A Carvana commercial showed the coin-operated vending machine delivery for the first time as it pushed national advertising. During that advertising push, it opened four of its signature vending machines in Charlotte, Washington, D.C., Orlando, and Phoenix.
Carvana secured a site near Indianapolis,
Indiana, for its fifth inspection and reconditioning center (IRC), and
construction has already started. This will expand on the company's ability to
inspect and recondition units by 50,000 vehicles a year capacity. Beyond adding
capacity, this move will also help the company cut down its transportation
distance from acquiring a vehicle, inspecting it, and redistributing it for
retail for its midwestern markets -- a glance at the footprint below will show
how an Indianapolis IRC will help fill a gap in the Midwest.
Currently, Carvana generates most of its
business selling used vehicles, but that leaves opportunity for the company to
grow and expand its business model. Management noted that it's focusing more on
creating a better way for consumers to sell or trade a car, in addition to its
legacy business of selling used cars to consumers. The young business segment
is still in early development, but management was optimistic about results in
the second quarter. Carvana's vehicles purchased directly from consumers,
rather than at wholesale auctions, for example, increased 264% compared to the
prior year's result, and 92% compared to the first quarter of 2018.
Analysts and Hedge Funds Opinions
In a report released Tuesday, Sameet Sinha from B.Riley FBR maintained a Buy rating on Carvana, with a price target of $76. Sinha wrote:
“Monday pre-market (9/10), Carvana Co. (CVNA) announced plans to raise $300M in senior unsecured notes due in 2023. We believe it is likely the company will use the proceeds to continue to build out new geographies. The critical element of yesterday’s filing was additional data on market profitability by cohort, which indicates that more markets are more profitable than expected and newer markets are getting to profitability faster than old ones. Management also elaborated on the need for $150M-$200M in annual capex due to market growth, which is in line with our expectation of $170M/$180M in 2018/2019. We believe this debt raise will close the $200M in funding gap that we estimated, before the company reaches cash flow breakeven.”
Also this week, Citigroup analyst Mark May maintained a Buy rating on Carvana Co and set a price target of $77. Citigroup’s price target indicates a potential upside of 12.77% from the company’s previous close. The analysts noted that the move was a valuation call.
Shares of Carvana have received a consensus rating of “Buy” from the fifteen analysts that are currently covering the stock. One research analyst has rated the stock with a sell rating, four have assigned a hold rating and ten have given a buy rating to the company.Summary
With just 65 traditional locations and 12 of its popular vending machines, Carvana has plenty more room to grow, and this debt offering will give it the cash to do so without diluting current shareholders.

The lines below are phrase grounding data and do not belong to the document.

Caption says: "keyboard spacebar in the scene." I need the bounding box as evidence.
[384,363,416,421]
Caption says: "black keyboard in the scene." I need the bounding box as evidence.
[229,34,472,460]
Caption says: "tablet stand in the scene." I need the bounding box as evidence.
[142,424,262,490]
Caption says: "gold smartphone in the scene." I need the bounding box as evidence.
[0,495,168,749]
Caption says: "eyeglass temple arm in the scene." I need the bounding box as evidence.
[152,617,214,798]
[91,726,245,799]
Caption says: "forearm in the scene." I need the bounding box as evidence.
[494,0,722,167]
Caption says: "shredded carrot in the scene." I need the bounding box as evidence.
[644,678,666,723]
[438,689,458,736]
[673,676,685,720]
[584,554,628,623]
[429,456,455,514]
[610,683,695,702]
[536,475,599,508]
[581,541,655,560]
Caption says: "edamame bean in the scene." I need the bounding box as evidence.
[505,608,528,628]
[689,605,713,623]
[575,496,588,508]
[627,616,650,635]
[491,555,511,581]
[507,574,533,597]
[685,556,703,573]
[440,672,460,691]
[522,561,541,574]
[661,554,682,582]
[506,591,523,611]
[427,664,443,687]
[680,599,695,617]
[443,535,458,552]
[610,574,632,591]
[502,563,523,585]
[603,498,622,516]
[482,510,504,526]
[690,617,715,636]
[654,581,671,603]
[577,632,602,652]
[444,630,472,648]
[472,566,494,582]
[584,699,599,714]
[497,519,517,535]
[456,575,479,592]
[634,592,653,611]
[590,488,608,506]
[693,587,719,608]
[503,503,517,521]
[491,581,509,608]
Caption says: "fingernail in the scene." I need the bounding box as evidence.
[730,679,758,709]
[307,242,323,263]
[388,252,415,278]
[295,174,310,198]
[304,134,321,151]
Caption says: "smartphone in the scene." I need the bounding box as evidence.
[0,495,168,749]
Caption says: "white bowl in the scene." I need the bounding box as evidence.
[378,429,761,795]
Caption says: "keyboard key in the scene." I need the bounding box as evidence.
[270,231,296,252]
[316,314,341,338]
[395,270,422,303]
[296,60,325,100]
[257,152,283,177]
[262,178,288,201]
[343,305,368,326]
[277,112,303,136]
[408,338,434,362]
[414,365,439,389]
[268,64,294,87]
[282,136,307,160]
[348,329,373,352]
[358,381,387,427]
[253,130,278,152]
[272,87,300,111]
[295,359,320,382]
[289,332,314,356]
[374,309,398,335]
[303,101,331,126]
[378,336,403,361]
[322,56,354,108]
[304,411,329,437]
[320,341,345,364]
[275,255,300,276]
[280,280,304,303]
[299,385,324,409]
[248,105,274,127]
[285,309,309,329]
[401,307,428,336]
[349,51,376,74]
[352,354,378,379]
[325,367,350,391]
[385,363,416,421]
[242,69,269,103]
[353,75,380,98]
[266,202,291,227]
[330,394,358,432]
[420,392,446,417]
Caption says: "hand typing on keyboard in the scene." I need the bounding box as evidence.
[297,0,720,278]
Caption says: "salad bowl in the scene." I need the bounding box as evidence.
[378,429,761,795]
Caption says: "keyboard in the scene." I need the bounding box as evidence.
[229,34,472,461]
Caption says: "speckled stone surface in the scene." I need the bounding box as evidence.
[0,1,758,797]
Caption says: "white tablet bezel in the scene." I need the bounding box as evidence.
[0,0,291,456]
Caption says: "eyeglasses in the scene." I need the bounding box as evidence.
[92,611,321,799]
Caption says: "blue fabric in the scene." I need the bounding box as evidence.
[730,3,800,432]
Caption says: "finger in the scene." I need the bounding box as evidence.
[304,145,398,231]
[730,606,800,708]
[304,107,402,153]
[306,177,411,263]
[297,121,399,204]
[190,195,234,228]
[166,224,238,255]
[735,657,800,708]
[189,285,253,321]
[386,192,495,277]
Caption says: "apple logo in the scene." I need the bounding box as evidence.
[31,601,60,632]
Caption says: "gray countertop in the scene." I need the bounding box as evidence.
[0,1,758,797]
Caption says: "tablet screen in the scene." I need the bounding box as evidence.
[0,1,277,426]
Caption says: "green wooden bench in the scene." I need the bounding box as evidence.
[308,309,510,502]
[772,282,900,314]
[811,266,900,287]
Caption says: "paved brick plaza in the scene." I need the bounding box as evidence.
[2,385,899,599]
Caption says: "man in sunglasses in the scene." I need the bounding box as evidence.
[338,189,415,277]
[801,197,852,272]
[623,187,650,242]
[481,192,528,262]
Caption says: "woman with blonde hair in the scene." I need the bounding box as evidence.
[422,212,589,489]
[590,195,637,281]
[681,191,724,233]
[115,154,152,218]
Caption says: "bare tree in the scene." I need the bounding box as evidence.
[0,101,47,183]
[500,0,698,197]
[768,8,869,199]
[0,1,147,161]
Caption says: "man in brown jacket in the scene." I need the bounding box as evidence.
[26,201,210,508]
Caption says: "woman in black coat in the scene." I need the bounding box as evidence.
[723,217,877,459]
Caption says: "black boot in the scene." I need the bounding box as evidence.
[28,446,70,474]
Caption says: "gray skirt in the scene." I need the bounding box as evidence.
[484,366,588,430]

The company continues to expand its vision of changing the way people buy cars without a traditional dealership and replacing it with an online retail platform and delivery or pick-up options. Right now, business is good.
Carvana has a 1 year low of $12.17 and a 1 year high of $68.34. The company has a debt-to-equity ratio of 0.29, a quick ratio of 0.78 and a current ratio of 1.47. The stock has a market capitalization of $8.61 billion, a price-to-earnings ratio of -56.43 and a beta of -1.37.